通常の生活をした場合の加齢による筋肉の減少率が年間1% ですから、寝たきり生活をすると、たった2日間で1年分の筋肉を失ってしまうということです。皆さんも風邪などで一週間近く寝込んだあと、体がふらふらするのを体験したことがあると思います。あれは、風邪によって体力が消耗したということもあるのですが、筋肉が短期間で急激に失われてしまったため、体を支える力が低下してしまった結果でもあるのです。筋肉を維持するためには、毎日の生活の中で、筋肉に適度な負荷をかけつづけることが必要です。

こうした筋肉の研究が進んだのは、人間が宇宙に行くようになったことが1つのきっかけでした。たった数日でも、宇宙に飛び立った飛行士は、地球に帰還したとき、筋肉が衰えてしまい、歩くことができなくなってしまっていたからです。
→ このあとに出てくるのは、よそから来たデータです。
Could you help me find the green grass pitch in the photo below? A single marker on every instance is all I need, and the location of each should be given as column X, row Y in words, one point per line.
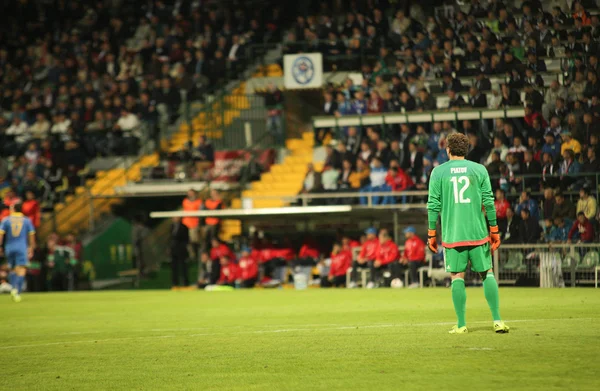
column 298, row 340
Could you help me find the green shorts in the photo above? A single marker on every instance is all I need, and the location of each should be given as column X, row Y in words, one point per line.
column 457, row 259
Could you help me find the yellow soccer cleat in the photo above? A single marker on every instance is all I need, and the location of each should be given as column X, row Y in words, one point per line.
column 458, row 330
column 500, row 328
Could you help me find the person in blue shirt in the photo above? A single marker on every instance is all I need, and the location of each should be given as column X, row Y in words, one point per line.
column 527, row 203
column 552, row 146
column 20, row 243
column 359, row 104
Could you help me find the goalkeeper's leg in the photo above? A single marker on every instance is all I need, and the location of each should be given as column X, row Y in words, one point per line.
column 490, row 289
column 481, row 259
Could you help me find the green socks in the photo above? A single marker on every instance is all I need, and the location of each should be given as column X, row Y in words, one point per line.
column 490, row 289
column 459, row 298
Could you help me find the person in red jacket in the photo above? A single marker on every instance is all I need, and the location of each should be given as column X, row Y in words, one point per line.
column 9, row 199
column 367, row 254
column 387, row 254
column 230, row 272
column 414, row 255
column 502, row 205
column 217, row 251
column 349, row 244
column 583, row 228
column 31, row 208
column 341, row 260
column 248, row 269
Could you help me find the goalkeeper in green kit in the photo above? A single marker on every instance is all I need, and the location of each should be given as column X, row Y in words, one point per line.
column 459, row 190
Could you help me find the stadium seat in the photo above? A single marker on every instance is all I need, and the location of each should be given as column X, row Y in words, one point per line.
column 589, row 261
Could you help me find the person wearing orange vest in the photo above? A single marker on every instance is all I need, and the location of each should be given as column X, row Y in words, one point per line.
column 31, row 208
column 212, row 224
column 192, row 203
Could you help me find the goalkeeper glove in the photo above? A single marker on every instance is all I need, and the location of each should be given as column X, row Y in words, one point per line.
column 494, row 238
column 432, row 240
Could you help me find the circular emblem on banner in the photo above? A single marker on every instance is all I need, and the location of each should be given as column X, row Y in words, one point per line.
column 303, row 70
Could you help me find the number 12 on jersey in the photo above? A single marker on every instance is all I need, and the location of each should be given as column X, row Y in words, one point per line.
column 459, row 194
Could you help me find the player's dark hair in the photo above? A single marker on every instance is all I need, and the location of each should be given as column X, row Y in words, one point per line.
column 458, row 144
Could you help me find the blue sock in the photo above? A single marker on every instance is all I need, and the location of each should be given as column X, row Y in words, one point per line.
column 19, row 281
column 11, row 280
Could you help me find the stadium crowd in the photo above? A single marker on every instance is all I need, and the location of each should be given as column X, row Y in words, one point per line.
column 408, row 62
column 87, row 79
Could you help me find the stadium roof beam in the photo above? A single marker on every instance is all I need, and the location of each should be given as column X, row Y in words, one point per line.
column 415, row 117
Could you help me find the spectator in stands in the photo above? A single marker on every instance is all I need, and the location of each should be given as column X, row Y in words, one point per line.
column 551, row 146
column 329, row 178
column 582, row 230
column 332, row 158
column 377, row 182
column 591, row 164
column 563, row 208
column 312, row 181
column 40, row 128
column 555, row 231
column 587, row 205
column 128, row 124
column 568, row 142
column 568, row 168
column 274, row 103
column 526, row 202
column 204, row 156
column 179, row 253
column 529, row 228
column 341, row 260
column 387, row 254
column 532, row 169
column 361, row 176
column 31, row 208
column 413, row 255
column 367, row 255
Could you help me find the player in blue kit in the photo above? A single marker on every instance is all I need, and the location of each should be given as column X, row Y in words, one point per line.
column 20, row 243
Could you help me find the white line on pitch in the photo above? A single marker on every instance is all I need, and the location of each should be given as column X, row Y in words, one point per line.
column 286, row 331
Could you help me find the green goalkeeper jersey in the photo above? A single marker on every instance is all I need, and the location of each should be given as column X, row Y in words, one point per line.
column 460, row 190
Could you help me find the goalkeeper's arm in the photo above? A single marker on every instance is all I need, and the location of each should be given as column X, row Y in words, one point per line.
column 490, row 211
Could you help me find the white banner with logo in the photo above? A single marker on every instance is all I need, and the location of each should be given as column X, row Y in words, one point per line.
column 303, row 70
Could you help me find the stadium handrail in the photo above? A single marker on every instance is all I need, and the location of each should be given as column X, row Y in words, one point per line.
column 416, row 117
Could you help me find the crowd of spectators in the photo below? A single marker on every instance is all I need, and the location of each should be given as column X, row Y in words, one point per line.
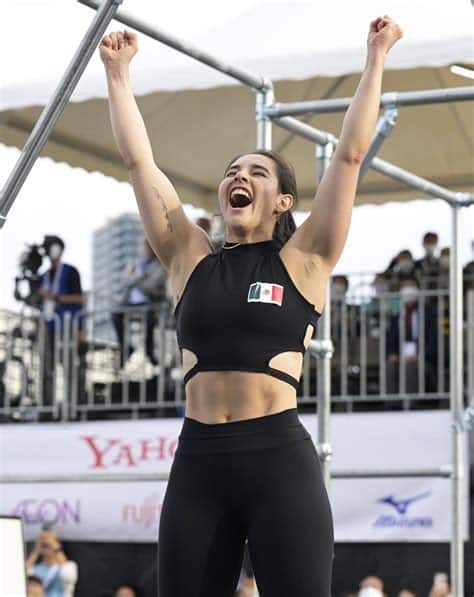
column 408, row 310
column 373, row 586
column 52, row 574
宇宙空間は無重力なので、宇宙飛行士の体にはほとんど負荷がかかりません。そのため体を動かしていても、相当量の筋肉が失われてしまうのです。ですから、いまでは筋肉の萎縮を防ぐために、出発前に筋肉を増やすトレーニングを行うとともに、宇宙空間でもランニングマシンや自転車こぎのような、マシンを使つて筋肉に負荷をかけるようなトレーニングを行うことがプログラムで決められています。

また、最近は、手術などで入院した患者さんにも、できるだけ早くから病院内を歩くよう指導がなされています。これも、入院中はどうしてもベッドの上で過ごすことが多くなるため、筋肉が衰えるのを防ぐ目的で行われているのです。病院内を少し歩くぐらいで筋肉の減少を防ぐことができるのか、と思うかもしれませんが、人間の筋肉の7割はおへそから下にあるので、「歩く」ということは、私たちが思っている以上に効率よく筋肉を鍛えることにつながっているのです。